5. Make Sure to Use the Correct Tools, Processes and Provisions
Throughout the project, it is crucial to ensure the right processes, tools and provisions are made available. Moreover, the complexity of the deliverables and scope of the project needs to be appropriate to the level of contract management being provided. So, if a particular area of the project demands more in-depth attention, this should potentially be outsourced. It’s good to get legal or procurement advisors to check how well the contract is being monitored and to put things in place if things move away from what was initially outlined in the original agreement.
6. Develop a User Guide for the Contract so People Understand it Better
Your legal team will be able to produce this for you. In this guide, terms should be outlined for ongoing contract management, and ways to navigate information contained in it should be explained. All service credit regimens, KPI’s and SLA’s should be appropriately explained. Ultimately, contracts can be complicated to understand, so consider creating a simplified version. Within this, everyone’s roles and responsibilities can be clearly outlined, and the handover of the project is more likely to be seamless.

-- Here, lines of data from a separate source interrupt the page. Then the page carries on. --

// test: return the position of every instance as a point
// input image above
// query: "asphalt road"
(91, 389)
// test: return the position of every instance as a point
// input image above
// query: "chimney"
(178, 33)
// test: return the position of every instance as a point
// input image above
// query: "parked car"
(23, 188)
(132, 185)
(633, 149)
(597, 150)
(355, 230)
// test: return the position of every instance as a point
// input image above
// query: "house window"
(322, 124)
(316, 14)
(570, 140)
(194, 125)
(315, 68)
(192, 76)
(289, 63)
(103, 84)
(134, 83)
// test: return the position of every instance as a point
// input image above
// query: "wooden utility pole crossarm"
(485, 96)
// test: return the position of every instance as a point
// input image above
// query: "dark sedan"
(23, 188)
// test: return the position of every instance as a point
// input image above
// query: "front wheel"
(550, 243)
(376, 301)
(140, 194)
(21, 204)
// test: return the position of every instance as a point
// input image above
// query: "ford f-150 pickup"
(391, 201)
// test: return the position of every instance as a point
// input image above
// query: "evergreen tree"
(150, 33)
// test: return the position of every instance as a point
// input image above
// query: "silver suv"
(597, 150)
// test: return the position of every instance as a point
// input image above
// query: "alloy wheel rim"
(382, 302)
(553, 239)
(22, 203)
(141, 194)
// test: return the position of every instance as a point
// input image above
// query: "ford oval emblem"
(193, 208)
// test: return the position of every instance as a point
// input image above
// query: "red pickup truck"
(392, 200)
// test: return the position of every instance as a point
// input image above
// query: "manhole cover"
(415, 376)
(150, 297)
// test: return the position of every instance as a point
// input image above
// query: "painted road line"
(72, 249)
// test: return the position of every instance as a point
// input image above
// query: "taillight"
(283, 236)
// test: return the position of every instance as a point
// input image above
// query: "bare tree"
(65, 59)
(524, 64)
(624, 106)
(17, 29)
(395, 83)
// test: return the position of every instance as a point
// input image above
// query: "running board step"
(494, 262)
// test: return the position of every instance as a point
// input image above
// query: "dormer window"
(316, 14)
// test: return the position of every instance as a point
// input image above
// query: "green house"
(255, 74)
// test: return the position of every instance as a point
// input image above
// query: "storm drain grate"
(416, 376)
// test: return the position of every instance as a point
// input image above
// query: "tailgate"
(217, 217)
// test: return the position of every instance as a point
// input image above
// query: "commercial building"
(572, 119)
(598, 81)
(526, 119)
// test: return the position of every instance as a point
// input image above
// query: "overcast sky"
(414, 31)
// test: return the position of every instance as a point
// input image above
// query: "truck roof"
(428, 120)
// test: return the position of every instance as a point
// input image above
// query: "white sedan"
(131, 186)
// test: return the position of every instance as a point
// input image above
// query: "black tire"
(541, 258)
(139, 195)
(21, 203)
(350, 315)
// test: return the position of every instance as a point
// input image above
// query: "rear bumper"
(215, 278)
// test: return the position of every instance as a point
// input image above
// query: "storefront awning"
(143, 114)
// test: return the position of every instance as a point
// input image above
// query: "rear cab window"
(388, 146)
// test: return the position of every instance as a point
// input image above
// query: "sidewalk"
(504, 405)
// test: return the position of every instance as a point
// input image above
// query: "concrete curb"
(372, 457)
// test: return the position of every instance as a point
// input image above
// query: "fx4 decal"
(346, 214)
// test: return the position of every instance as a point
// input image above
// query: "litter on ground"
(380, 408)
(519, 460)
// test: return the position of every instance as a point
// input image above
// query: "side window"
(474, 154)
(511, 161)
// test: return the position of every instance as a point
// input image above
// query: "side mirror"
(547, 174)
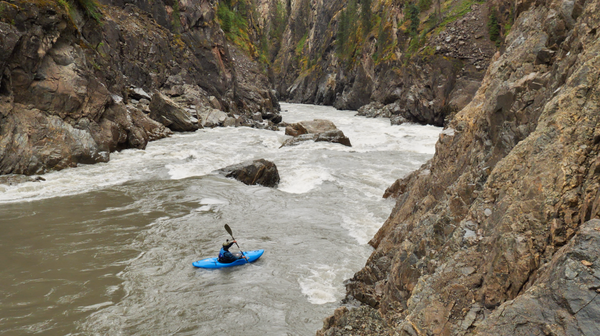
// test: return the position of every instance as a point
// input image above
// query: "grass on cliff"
(233, 17)
(90, 8)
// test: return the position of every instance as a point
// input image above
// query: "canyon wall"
(77, 78)
(350, 54)
(498, 233)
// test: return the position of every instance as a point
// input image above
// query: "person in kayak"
(227, 257)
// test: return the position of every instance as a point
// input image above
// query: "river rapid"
(107, 249)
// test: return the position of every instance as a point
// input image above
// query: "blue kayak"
(252, 256)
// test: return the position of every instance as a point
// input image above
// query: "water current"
(107, 249)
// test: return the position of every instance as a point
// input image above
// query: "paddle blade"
(228, 230)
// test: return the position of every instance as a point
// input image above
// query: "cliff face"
(496, 234)
(348, 55)
(77, 77)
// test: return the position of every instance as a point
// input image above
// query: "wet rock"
(261, 172)
(210, 117)
(14, 179)
(170, 114)
(334, 136)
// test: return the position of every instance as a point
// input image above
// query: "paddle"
(231, 234)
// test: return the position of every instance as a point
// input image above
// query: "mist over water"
(107, 248)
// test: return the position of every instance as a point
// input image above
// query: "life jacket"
(226, 257)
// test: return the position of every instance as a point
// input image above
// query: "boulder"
(261, 172)
(164, 110)
(335, 136)
(310, 127)
(14, 179)
(210, 117)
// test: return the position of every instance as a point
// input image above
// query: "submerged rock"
(261, 172)
(316, 130)
(14, 179)
(170, 114)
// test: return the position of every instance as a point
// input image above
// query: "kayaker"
(227, 257)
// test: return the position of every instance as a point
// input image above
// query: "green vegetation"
(494, 27)
(90, 8)
(456, 13)
(176, 17)
(424, 5)
(233, 18)
(384, 48)
(413, 16)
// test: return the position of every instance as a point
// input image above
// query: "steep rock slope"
(493, 236)
(76, 77)
(349, 54)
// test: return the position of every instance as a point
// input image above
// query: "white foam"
(319, 286)
(304, 179)
(361, 226)
(213, 201)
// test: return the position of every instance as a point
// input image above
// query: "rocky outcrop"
(261, 172)
(565, 299)
(493, 236)
(429, 76)
(316, 130)
(170, 114)
(76, 84)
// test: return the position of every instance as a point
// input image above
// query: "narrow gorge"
(497, 234)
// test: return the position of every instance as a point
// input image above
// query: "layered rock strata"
(77, 83)
(425, 85)
(495, 235)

7. Maintain and Develop a Timeline of Main Decisions Made
Before putting the contract together, establish information on roles and responsibilities, substructures, contract governance and meeting attendees, updating along the way if necessary. Creating and maintaining a calendar can be useful to track meetings, progress, and reporting. It allows more effective planning and management of resources, particularly for things like contract breakpoints which need to be arranged well in advance. Document all processes clearly. You never know when someone will leave the contract before it ends, and they are replaced with someone new who needs briefing.
8. Discover and Fix Issues Early in the Process
If you are working with a client who is obsessed with things like KPI’s, figures and stats, you will need to manage this as best as possible. You don’t want to be dealing with persistent problems that will probably only get worse with time. The same rules also apply to relationships with other stakeholders and to contract delivery.

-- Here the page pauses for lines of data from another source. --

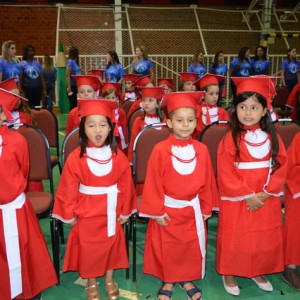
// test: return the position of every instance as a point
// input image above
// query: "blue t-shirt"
(114, 73)
(142, 67)
(9, 70)
(260, 67)
(31, 71)
(199, 69)
(291, 68)
(50, 76)
(219, 70)
(240, 69)
(75, 70)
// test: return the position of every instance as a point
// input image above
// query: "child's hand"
(263, 196)
(122, 220)
(254, 202)
(163, 220)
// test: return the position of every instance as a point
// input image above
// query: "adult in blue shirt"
(114, 71)
(141, 65)
(218, 67)
(240, 67)
(260, 64)
(32, 83)
(290, 70)
(8, 63)
(73, 68)
(197, 65)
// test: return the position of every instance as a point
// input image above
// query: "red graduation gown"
(37, 269)
(89, 249)
(203, 121)
(172, 252)
(292, 205)
(249, 243)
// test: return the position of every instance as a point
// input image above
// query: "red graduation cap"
(181, 99)
(10, 99)
(208, 79)
(90, 80)
(131, 77)
(116, 86)
(263, 85)
(154, 92)
(188, 76)
(97, 72)
(6, 111)
(101, 107)
(142, 81)
(9, 84)
(167, 81)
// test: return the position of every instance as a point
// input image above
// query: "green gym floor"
(72, 286)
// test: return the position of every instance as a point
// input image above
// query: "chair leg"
(126, 227)
(134, 248)
(55, 246)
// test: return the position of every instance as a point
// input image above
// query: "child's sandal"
(92, 292)
(112, 290)
(191, 292)
(167, 293)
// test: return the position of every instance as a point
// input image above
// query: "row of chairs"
(41, 167)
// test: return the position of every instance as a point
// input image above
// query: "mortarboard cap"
(181, 99)
(103, 107)
(188, 76)
(263, 85)
(167, 81)
(90, 80)
(208, 79)
(154, 92)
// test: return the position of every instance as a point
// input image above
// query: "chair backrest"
(137, 113)
(281, 97)
(47, 122)
(70, 143)
(287, 129)
(211, 137)
(39, 154)
(143, 146)
(126, 106)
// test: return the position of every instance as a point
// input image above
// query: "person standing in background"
(32, 83)
(49, 72)
(141, 64)
(9, 63)
(218, 67)
(114, 71)
(290, 70)
(197, 65)
(73, 68)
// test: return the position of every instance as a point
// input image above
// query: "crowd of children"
(96, 194)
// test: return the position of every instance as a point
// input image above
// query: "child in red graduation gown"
(177, 197)
(252, 164)
(96, 194)
(129, 93)
(111, 91)
(209, 111)
(88, 87)
(25, 264)
(292, 216)
(151, 97)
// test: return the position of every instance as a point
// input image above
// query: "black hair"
(74, 54)
(83, 139)
(216, 58)
(114, 57)
(265, 122)
(265, 52)
(26, 50)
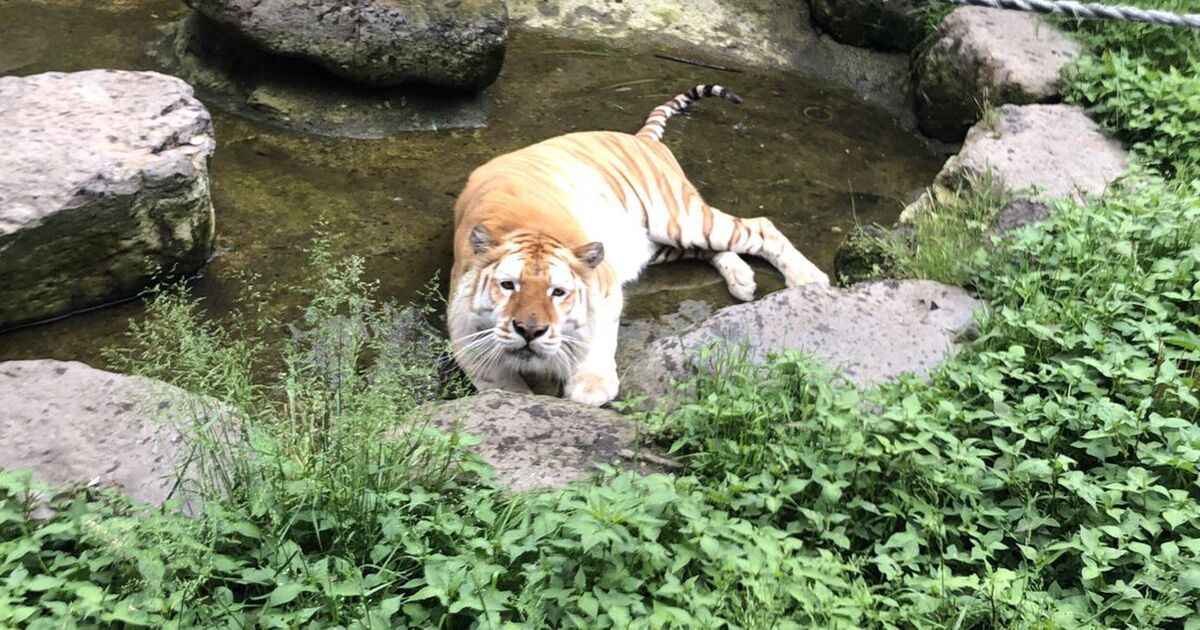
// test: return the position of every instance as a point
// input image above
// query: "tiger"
(546, 237)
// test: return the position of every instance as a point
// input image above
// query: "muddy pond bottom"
(811, 156)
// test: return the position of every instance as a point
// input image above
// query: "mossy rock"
(882, 24)
(868, 253)
(377, 42)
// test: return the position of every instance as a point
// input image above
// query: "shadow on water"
(810, 155)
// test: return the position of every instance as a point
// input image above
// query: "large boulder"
(987, 57)
(883, 24)
(72, 424)
(539, 442)
(456, 45)
(1043, 151)
(103, 184)
(868, 334)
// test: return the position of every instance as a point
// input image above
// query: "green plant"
(1157, 111)
(946, 239)
(1043, 478)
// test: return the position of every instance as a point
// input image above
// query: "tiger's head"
(529, 305)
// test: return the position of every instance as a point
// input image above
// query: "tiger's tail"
(657, 123)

9. Guidelines Need to be Set for the Escalation of Issues
Personality clashes can be frequent in contract management. Nevertheless, always try to create a professional working relationship with someone. If this doesn’t exist, it becomes much more challenging to achieve the desired outcome. Develop escalation mechanisms such as the ability to replace members of staff that are being unproductive or uncooperative. Having trust and mutual respect for everyone is a crucial part of the client-provider relationship.

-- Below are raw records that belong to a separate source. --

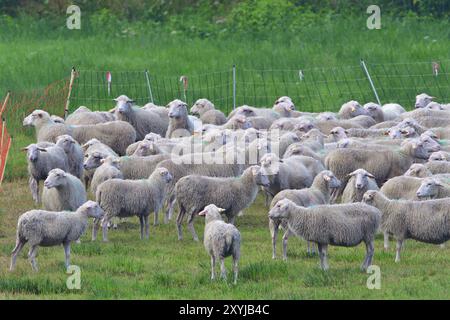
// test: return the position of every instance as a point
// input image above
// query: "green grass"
(165, 268)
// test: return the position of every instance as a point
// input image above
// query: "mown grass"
(165, 268)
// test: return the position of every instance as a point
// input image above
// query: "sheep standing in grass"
(74, 154)
(360, 181)
(143, 121)
(42, 158)
(205, 110)
(194, 192)
(425, 221)
(220, 240)
(63, 191)
(48, 228)
(319, 193)
(125, 198)
(341, 225)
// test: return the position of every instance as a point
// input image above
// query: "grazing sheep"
(63, 192)
(341, 225)
(143, 121)
(425, 221)
(180, 125)
(360, 181)
(319, 193)
(220, 240)
(205, 110)
(109, 169)
(42, 158)
(194, 192)
(125, 198)
(48, 228)
(351, 109)
(74, 154)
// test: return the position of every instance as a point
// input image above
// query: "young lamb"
(194, 192)
(74, 154)
(42, 158)
(425, 221)
(220, 240)
(319, 193)
(143, 121)
(48, 228)
(205, 110)
(341, 225)
(180, 125)
(125, 198)
(360, 181)
(63, 191)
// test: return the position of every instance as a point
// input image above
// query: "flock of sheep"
(329, 178)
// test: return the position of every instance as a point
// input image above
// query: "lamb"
(351, 109)
(74, 154)
(124, 198)
(143, 121)
(205, 110)
(180, 125)
(48, 228)
(194, 192)
(319, 193)
(220, 240)
(360, 181)
(42, 158)
(109, 169)
(425, 221)
(342, 225)
(63, 192)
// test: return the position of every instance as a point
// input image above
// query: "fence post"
(72, 78)
(364, 67)
(4, 103)
(234, 86)
(148, 85)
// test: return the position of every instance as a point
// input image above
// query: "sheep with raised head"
(425, 221)
(63, 192)
(220, 240)
(143, 121)
(125, 198)
(344, 225)
(42, 158)
(208, 114)
(194, 192)
(48, 228)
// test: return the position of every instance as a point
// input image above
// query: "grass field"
(165, 268)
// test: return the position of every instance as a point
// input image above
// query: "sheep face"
(422, 100)
(91, 209)
(177, 109)
(56, 178)
(361, 178)
(33, 152)
(93, 160)
(35, 117)
(429, 188)
(281, 210)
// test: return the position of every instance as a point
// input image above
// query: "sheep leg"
(369, 255)
(15, 253)
(398, 249)
(223, 270)
(67, 253)
(285, 237)
(323, 256)
(213, 265)
(179, 221)
(32, 256)
(191, 226)
(386, 240)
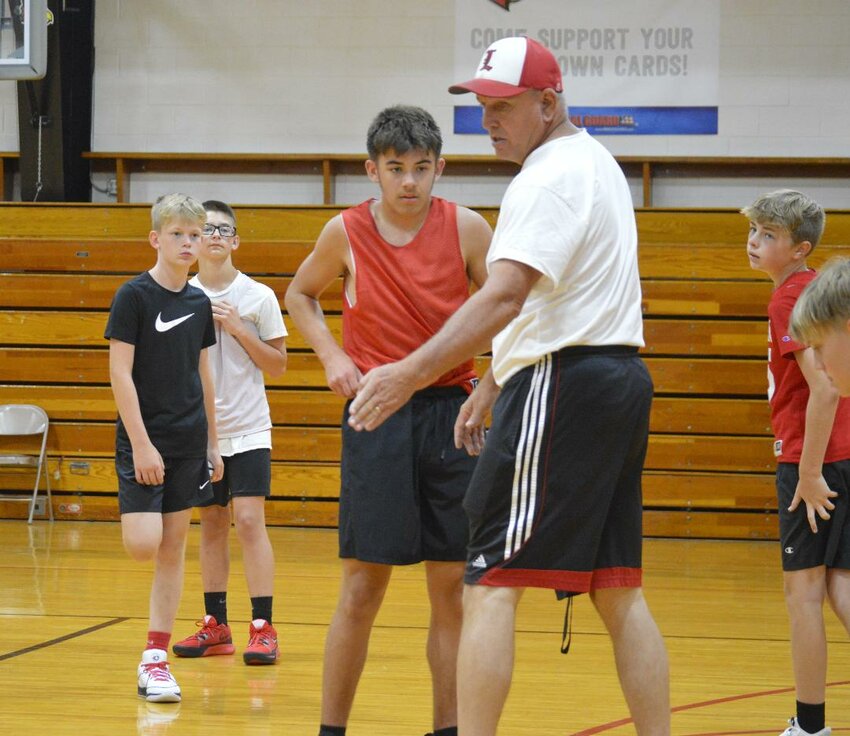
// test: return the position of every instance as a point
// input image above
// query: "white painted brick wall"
(309, 75)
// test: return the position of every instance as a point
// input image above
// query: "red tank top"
(404, 293)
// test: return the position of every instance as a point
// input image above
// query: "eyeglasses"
(226, 231)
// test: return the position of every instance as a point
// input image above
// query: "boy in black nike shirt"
(158, 330)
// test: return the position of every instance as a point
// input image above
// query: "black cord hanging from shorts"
(567, 635)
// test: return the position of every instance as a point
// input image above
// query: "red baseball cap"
(510, 66)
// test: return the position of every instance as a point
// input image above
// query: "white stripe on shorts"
(524, 489)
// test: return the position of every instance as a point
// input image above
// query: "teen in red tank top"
(404, 294)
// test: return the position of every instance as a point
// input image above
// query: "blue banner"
(616, 120)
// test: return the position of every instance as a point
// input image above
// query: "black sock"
(261, 607)
(811, 718)
(215, 605)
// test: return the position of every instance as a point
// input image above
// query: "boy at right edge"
(811, 428)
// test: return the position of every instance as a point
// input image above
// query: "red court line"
(703, 704)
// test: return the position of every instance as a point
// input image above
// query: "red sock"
(158, 640)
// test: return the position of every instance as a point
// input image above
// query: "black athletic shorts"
(555, 501)
(831, 545)
(246, 473)
(187, 484)
(402, 488)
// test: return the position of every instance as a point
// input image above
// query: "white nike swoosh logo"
(166, 326)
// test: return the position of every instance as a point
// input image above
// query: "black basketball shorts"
(246, 473)
(801, 549)
(402, 485)
(187, 484)
(555, 501)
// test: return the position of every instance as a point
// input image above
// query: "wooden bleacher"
(710, 462)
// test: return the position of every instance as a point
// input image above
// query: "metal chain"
(38, 183)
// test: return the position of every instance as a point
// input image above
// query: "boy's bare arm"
(268, 355)
(208, 385)
(326, 263)
(147, 461)
(820, 416)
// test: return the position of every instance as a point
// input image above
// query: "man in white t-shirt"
(250, 340)
(555, 501)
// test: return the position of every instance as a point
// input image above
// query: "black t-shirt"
(169, 329)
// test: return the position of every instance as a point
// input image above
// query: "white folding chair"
(26, 419)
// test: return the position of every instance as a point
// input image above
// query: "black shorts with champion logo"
(801, 549)
(555, 501)
(246, 473)
(403, 484)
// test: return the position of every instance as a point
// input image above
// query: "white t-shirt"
(241, 407)
(569, 215)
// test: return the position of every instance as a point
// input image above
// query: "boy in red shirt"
(811, 428)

10. Use a Consistent Approach
Make sure you know all the obligations of the provider as specified in the contract. Make sure they are abiding by them throughout the project. One particularly detrimental thing that happens in contracts quite often is the informal allowing of material concessions. These instances need to be recorded, including the duration and any other circumstances that caused it. Be sure to have the appropriate change controls in place. Scope creep can occur, which can cost money. Anything extra requested outside the scope of the original contract needs to be considered carefully.
Make Your Next Contract a Successful One by Using These Hints and Tips
Contracts should never be treated as documents that simply mark the start of a project or something to check over if issues occur. They need to be maintained and updated throughout the project to meet the changing requirements of all parties or circumstances so that the project always remains on schedule. We believe that if you follow the ten tips provided here, your project will get started on the best track. All parties will be unified and work towards one common goal, and the project is more likely to be a success.